Presentation: "Amazon S3: Architecting for Resiliency in the Face of Massive Load"

Time: Wednesday 16:50 - 17:50

Location: Franciscan I & II

Abstract: Amazon's Simple Storage Service (S3) provides a key-value-oriented interface to an infinitely scalable and durable storage system.  One of the design requirements for S3 was to handle wildly varying access patterns initiated by our users.  Maintaining availability when experiencing unexpected, unusual, and often massive load is a difficult problem.  Nevertheless, a rigorously designed and implemented system will not experience widespread unavailability in these situations.   This session will focus on the approaches taken by S3 in architecting its systems to survive unexpected and overwhelming load.  The session begins with a generic description of a common service architecture and then discusses the potential failure points within the design.  It describes the necessary software and technology that all components in a service-oriented architecture must have as basic building blocks.  Then, for each layer in the system, it presents architectures which mitigate the availability impact of overload scenarios.  It concludes with a last-resort mechanism that all services must use to handle any remaining scenarios.

Jason McHugh, Senior Principal Engineer at Amazon

 Jason  McHugh

Jason McHugh is a senior principal engineer at Amazon where he works on S3 - Amazon's Simple Storage Service.

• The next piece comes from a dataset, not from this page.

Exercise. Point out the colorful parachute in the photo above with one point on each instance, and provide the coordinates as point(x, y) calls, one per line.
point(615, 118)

Since joining Amazon in 2004 Jason has been fortunate enough to work on many interesting and challenging problems. For the last 3 years Jason has worked in Amazon web services where he has enjoyed learning more about big distributed systems, data storage technologies, strong and weak consistency models, epidemic protocols and more.


Prior to joining Amazon Jason spent five years at a bay area startup ( working on 3D graphics and distributed systems. Jason holds a BS degree in Computer Science from Boston College and a MS and PhD with a focus on database systems from Stanford.